第86回カルチャーセミナー 戦後の教育改革と新制中学校
第86回カルチャーセミナー
戦後の教育改革と新制中学校
~柿生中学校と生田中学校を中心に~
講師 小林基男氏(柿生郷土史料館 専門委員)
日時 5月28日(日) 13時30分~15時30分
会場 柿生郷土史料館(柿生中学校内)特別展示室
参加費 無料 どなたでも参加できます。
新制中学校は、GHQ(連合国軍最高司令官総司令部)の教育改革の一部として、国民学校(小学校)に続く義務教育校として、1947(昭和22)年5月に誕生しました。
国民学校の卒業生の希望者が進学した2年制の高等科は、中学校の新設に伴い46年度をもって廃止されたため、高等科の2年に進級する予定だった生徒たちを救済する必要から、新制中学校は、義務教育対象者として全員入学の1年生の外に、高等科1年修了者を対象に、希望者のみ入学を認める2年生を加えてスタートしました。

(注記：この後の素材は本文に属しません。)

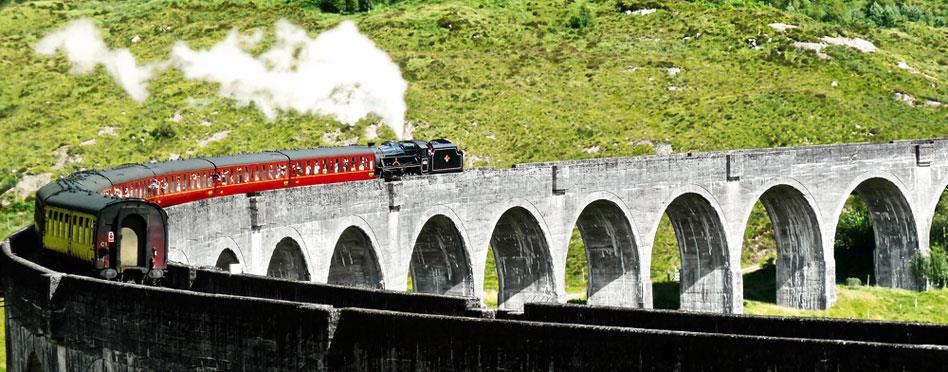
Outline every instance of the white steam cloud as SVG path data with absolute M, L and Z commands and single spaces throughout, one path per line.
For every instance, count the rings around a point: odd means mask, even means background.
M 310 38 L 306 30 L 280 20 L 276 42 L 260 55 L 248 50 L 262 31 L 228 36 L 204 50 L 178 42 L 168 62 L 138 67 L 125 49 L 110 50 L 91 21 L 72 22 L 43 38 L 37 53 L 64 50 L 73 72 L 88 73 L 96 65 L 136 101 L 148 97 L 146 83 L 163 66 L 180 70 L 187 79 L 220 84 L 220 95 L 241 105 L 253 104 L 270 119 L 295 112 L 330 116 L 354 124 L 378 115 L 398 137 L 404 134 L 405 89 L 398 65 L 349 21 Z
M 132 99 L 142 102 L 148 98 L 146 83 L 151 79 L 154 66 L 139 67 L 128 49 L 109 49 L 95 24 L 88 19 L 70 23 L 66 28 L 53 32 L 36 44 L 36 53 L 51 56 L 63 50 L 72 63 L 70 72 L 83 75 L 102 65 L 118 85 Z

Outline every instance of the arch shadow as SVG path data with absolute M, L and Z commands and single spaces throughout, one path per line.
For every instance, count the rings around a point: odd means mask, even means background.
M 883 287 L 919 289 L 912 272 L 912 263 L 920 252 L 919 237 L 912 206 L 903 188 L 893 180 L 875 176 L 860 181 L 846 196 L 853 193 L 866 203 L 872 221 L 875 283 Z M 845 199 L 837 209 L 837 223 Z M 840 262 L 836 264 L 839 266 Z
M 813 203 L 803 191 L 787 184 L 767 188 L 758 200 L 773 225 L 777 245 L 772 278 L 776 303 L 798 309 L 825 308 L 826 262 Z
M 474 276 L 461 232 L 437 214 L 422 226 L 412 248 L 409 270 L 415 292 L 455 296 L 474 294 Z
M 26 372 L 43 372 L 43 363 L 40 362 L 39 358 L 36 356 L 35 352 L 30 353 L 30 357 L 26 360 L 26 368 L 23 369 Z
M 277 243 L 273 254 L 270 256 L 270 264 L 267 265 L 267 276 L 308 281 L 310 280 L 310 274 L 307 267 L 306 257 L 303 255 L 303 249 L 299 243 L 293 238 L 285 237 Z
M 360 288 L 384 288 L 372 241 L 359 227 L 347 227 L 336 242 L 329 263 L 328 283 Z
M 557 301 L 549 245 L 532 213 L 519 206 L 506 210 L 494 226 L 490 244 L 497 263 L 500 308 Z
M 681 310 L 735 311 L 727 234 L 718 209 L 707 197 L 685 192 L 668 204 L 665 213 L 675 231 L 681 259 Z
M 214 267 L 224 271 L 230 271 L 230 265 L 234 264 L 240 264 L 240 259 L 237 258 L 237 254 L 230 248 L 224 248 L 221 254 L 217 256 Z
M 587 204 L 575 226 L 586 247 L 587 303 L 641 307 L 640 262 L 632 225 L 614 201 Z

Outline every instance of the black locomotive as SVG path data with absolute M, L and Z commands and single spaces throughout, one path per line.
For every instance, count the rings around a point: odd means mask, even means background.
M 375 151 L 378 176 L 386 180 L 403 175 L 460 172 L 464 152 L 446 139 L 387 141 Z

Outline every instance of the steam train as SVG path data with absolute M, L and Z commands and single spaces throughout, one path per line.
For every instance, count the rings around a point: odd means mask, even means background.
M 36 194 L 35 226 L 47 252 L 90 265 L 105 279 L 157 280 L 168 258 L 163 207 L 289 187 L 463 171 L 450 141 L 347 146 L 128 164 L 82 171 Z

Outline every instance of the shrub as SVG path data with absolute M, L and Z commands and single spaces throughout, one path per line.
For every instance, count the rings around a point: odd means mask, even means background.
M 384 1 L 378 0 L 306 0 L 301 4 L 305 6 L 315 6 L 319 10 L 327 13 L 357 13 L 372 10 L 377 3 Z M 394 2 L 394 1 L 393 1 Z
M 569 17 L 569 27 L 582 29 L 589 26 L 593 21 L 593 14 L 586 4 L 580 3 L 572 13 Z
M 625 12 L 626 10 L 639 10 L 639 9 L 668 9 L 664 3 L 656 0 L 618 0 L 616 1 L 616 9 L 619 12 Z
M 858 287 L 862 285 L 862 280 L 859 278 L 846 278 L 846 285 L 850 287 Z
M 948 288 L 948 253 L 940 245 L 933 245 L 928 256 L 919 256 L 912 263 L 912 271 L 920 283 L 936 288 Z
M 176 135 L 174 127 L 167 122 L 160 123 L 152 128 L 148 134 L 156 140 L 171 139 Z
M 875 245 L 869 207 L 861 198 L 850 196 L 836 226 L 836 277 L 866 278 L 865 284 L 872 285 Z

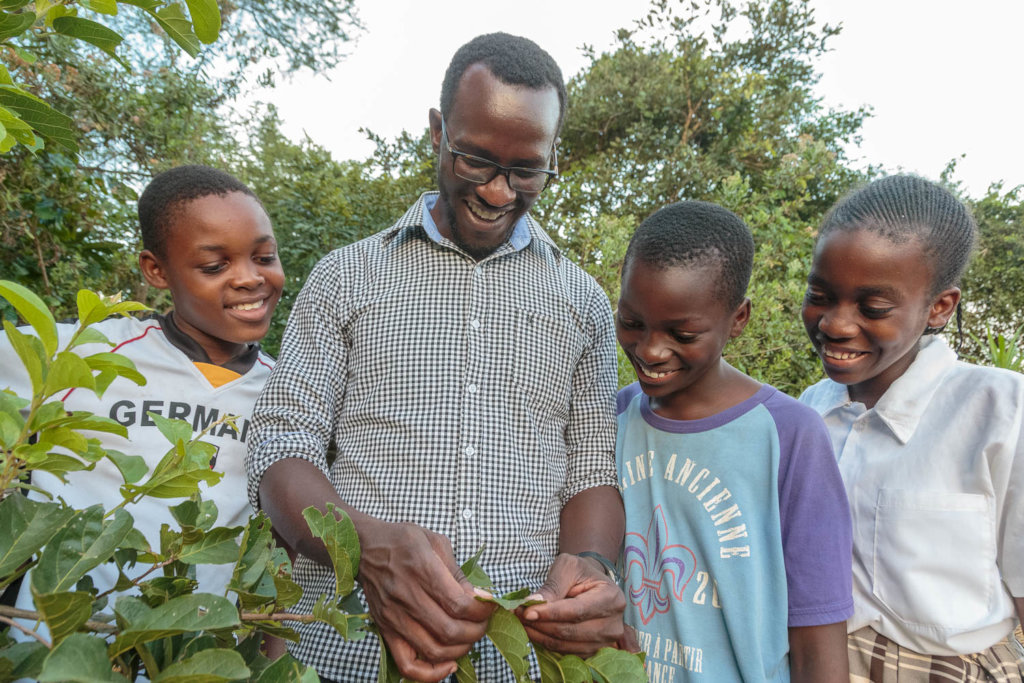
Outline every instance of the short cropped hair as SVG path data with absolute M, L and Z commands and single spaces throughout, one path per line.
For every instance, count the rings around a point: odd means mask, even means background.
M 232 192 L 241 192 L 259 201 L 241 180 L 209 166 L 178 166 L 157 174 L 139 197 L 142 248 L 165 256 L 167 231 L 185 203 L 209 195 L 223 197 Z
M 554 88 L 558 93 L 558 130 L 562 129 L 568 99 L 562 70 L 537 43 L 508 33 L 477 36 L 455 52 L 441 83 L 442 116 L 447 118 L 455 106 L 459 81 L 474 64 L 483 64 L 506 85 L 522 85 L 534 90 Z
M 978 225 L 963 202 L 914 175 L 888 176 L 846 195 L 825 215 L 818 239 L 858 229 L 896 244 L 919 240 L 931 262 L 932 295 L 960 284 L 978 239 Z
M 634 261 L 660 269 L 717 267 L 718 298 L 738 306 L 754 268 L 754 237 L 728 209 L 710 202 L 678 202 L 655 211 L 633 233 L 623 270 Z

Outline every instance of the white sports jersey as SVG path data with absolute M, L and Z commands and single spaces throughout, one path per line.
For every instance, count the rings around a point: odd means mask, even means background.
M 63 348 L 76 326 L 60 324 L 57 327 Z M 138 386 L 119 377 L 110 385 L 103 398 L 97 398 L 88 389 L 72 389 L 59 396 L 67 409 L 88 410 L 127 427 L 128 439 L 98 432 L 91 436 L 97 436 L 105 448 L 144 457 L 150 469 L 168 451 L 170 443 L 147 413 L 185 420 L 192 425 L 194 433 L 216 422 L 225 413 L 237 415 L 238 432 L 228 424 L 221 424 L 204 437 L 205 441 L 217 446 L 218 452 L 211 466 L 222 472 L 224 477 L 215 486 L 203 485 L 202 497 L 216 503 L 218 526 L 244 525 L 252 511 L 245 495 L 243 462 L 249 418 L 256 397 L 270 375 L 273 359 L 260 352 L 248 372 L 237 379 L 214 386 L 185 353 L 168 341 L 161 328 L 160 318 L 138 320 L 117 317 L 104 320 L 94 327 L 114 343 L 114 349 L 104 344 L 85 344 L 77 347 L 76 353 L 87 356 L 114 350 L 130 358 L 147 382 Z M 28 374 L 11 348 L 7 336 L 0 333 L 2 387 L 10 387 L 25 397 L 31 392 Z M 34 472 L 32 479 L 34 484 L 76 508 L 101 503 L 110 509 L 122 500 L 119 488 L 124 479 L 113 463 L 106 459 L 98 462 L 92 471 L 69 474 L 67 484 L 62 484 L 56 477 L 44 472 Z M 35 493 L 31 497 L 43 499 Z M 180 502 L 181 499 L 144 497 L 138 503 L 129 505 L 127 510 L 135 518 L 135 528 L 145 534 L 153 547 L 159 547 L 161 524 L 168 523 L 174 529 L 179 528 L 169 508 Z M 140 567 L 136 573 L 141 573 L 142 569 Z M 232 569 L 233 565 L 230 564 L 197 566 L 198 590 L 223 595 Z M 93 570 L 91 576 L 96 587 L 104 591 L 117 580 L 117 568 L 107 563 Z M 28 580 L 23 583 L 17 601 L 17 606 L 23 609 L 33 609 L 28 583 Z

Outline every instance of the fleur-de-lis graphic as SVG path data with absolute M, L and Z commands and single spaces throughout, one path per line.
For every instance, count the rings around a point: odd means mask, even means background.
M 647 536 L 626 534 L 626 577 L 629 600 L 647 624 L 655 614 L 667 612 L 671 596 L 683 599 L 697 559 L 685 545 L 665 545 L 668 522 L 661 506 L 654 508 Z M 671 595 L 670 595 L 671 592 Z

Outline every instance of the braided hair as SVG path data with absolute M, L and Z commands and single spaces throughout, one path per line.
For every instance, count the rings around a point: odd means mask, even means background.
M 728 306 L 747 294 L 754 265 L 754 238 L 739 216 L 710 202 L 669 204 L 633 233 L 622 270 L 640 261 L 658 269 L 717 266 L 715 293 Z
M 914 175 L 882 178 L 840 199 L 818 239 L 836 230 L 868 230 L 894 244 L 917 239 L 931 262 L 933 296 L 960 284 L 978 238 L 971 212 L 953 193 Z

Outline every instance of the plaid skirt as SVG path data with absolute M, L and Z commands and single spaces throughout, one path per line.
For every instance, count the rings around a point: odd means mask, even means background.
M 1021 632 L 970 655 L 922 655 L 892 642 L 871 627 L 847 638 L 850 683 L 1021 683 Z

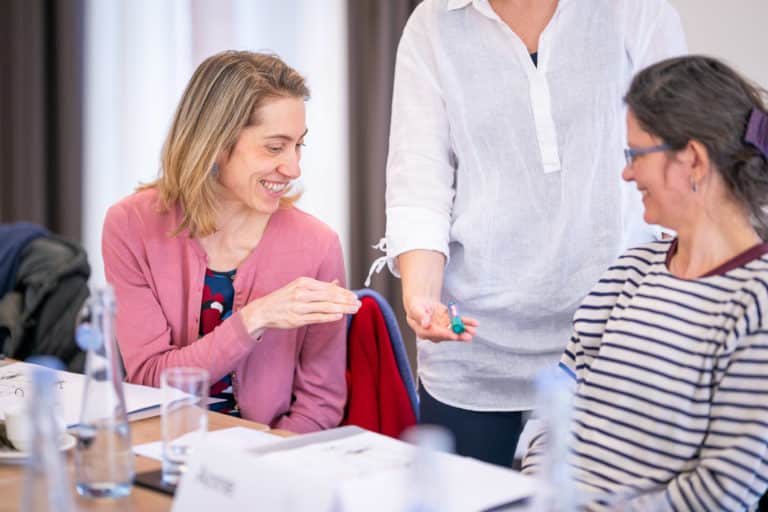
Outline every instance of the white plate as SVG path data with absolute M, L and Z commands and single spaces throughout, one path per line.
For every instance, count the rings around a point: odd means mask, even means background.
M 71 450 L 77 439 L 72 434 L 61 434 L 59 437 L 59 450 L 65 452 Z M 29 458 L 29 452 L 20 452 L 6 447 L 0 447 L 0 464 L 21 464 Z

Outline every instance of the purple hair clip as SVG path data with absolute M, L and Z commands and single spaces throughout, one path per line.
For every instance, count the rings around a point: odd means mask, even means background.
M 752 144 L 768 160 L 768 114 L 752 107 L 744 141 Z

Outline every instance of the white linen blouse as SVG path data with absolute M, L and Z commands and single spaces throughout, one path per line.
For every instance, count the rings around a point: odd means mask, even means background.
M 628 246 L 652 240 L 623 183 L 622 97 L 685 53 L 666 0 L 560 0 L 538 65 L 488 0 L 425 0 L 397 53 L 387 261 L 445 254 L 443 301 L 479 320 L 469 343 L 419 341 L 422 384 L 470 410 L 534 405 L 571 317 Z

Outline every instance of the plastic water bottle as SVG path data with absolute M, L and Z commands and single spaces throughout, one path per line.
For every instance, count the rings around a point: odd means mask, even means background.
M 115 345 L 115 297 L 97 290 L 81 311 L 75 332 L 87 351 L 86 382 L 77 427 L 77 492 L 92 498 L 120 498 L 131 492 L 134 467 L 123 377 Z
M 571 466 L 571 426 L 573 416 L 572 381 L 560 369 L 548 369 L 536 379 L 538 413 L 547 431 L 547 445 L 539 473 L 540 487 L 530 510 L 536 512 L 575 512 L 579 497 Z
M 37 364 L 60 367 L 58 359 L 38 357 Z M 32 370 L 29 400 L 32 445 L 24 471 L 19 510 L 22 512 L 69 512 L 73 510 L 72 490 L 59 449 L 60 433 L 54 410 L 56 374 L 44 366 Z
M 416 446 L 403 512 L 446 510 L 440 452 L 453 453 L 453 434 L 437 425 L 417 425 L 403 432 L 402 439 Z

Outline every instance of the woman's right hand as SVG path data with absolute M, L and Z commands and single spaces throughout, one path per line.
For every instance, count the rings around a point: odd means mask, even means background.
M 448 308 L 440 302 L 445 256 L 442 253 L 415 249 L 397 257 L 403 281 L 405 319 L 420 339 L 430 341 L 470 341 L 477 333 L 477 320 L 461 317 L 464 332 L 451 330 Z
M 357 296 L 337 281 L 299 277 L 272 293 L 251 301 L 240 311 L 251 334 L 265 329 L 295 329 L 341 320 L 357 313 Z
M 405 317 L 408 325 L 420 339 L 434 342 L 470 341 L 477 334 L 477 320 L 462 316 L 464 332 L 451 330 L 448 308 L 439 301 L 426 297 L 412 297 L 405 301 Z

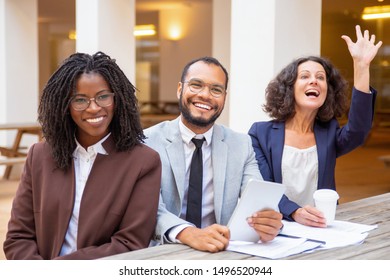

そこには3年生の姿はありません。高等科を卒業した生徒いついては、後は本人と家族の自由とされたのです。ですから文部省の記録にも、文部省が教育史の研究者を動員して編纂した大著『教育百年史』にも、1947年度の中学3年生には何の記述も残されていません。ところが当時の東生田駅(現生田駅)に近い生田中学校には、98名の3年生が在籍し、48年3月に第1回卒業式を行って送り出した記録が残されています。柿生国民学校高等科の卒業生も30名(男子23名、女子7名)が生田中学校3年生として通学していました。
なぜこのようなことが可能だったのか?乏しい資料と聞き書きを中心にお話させていただきます。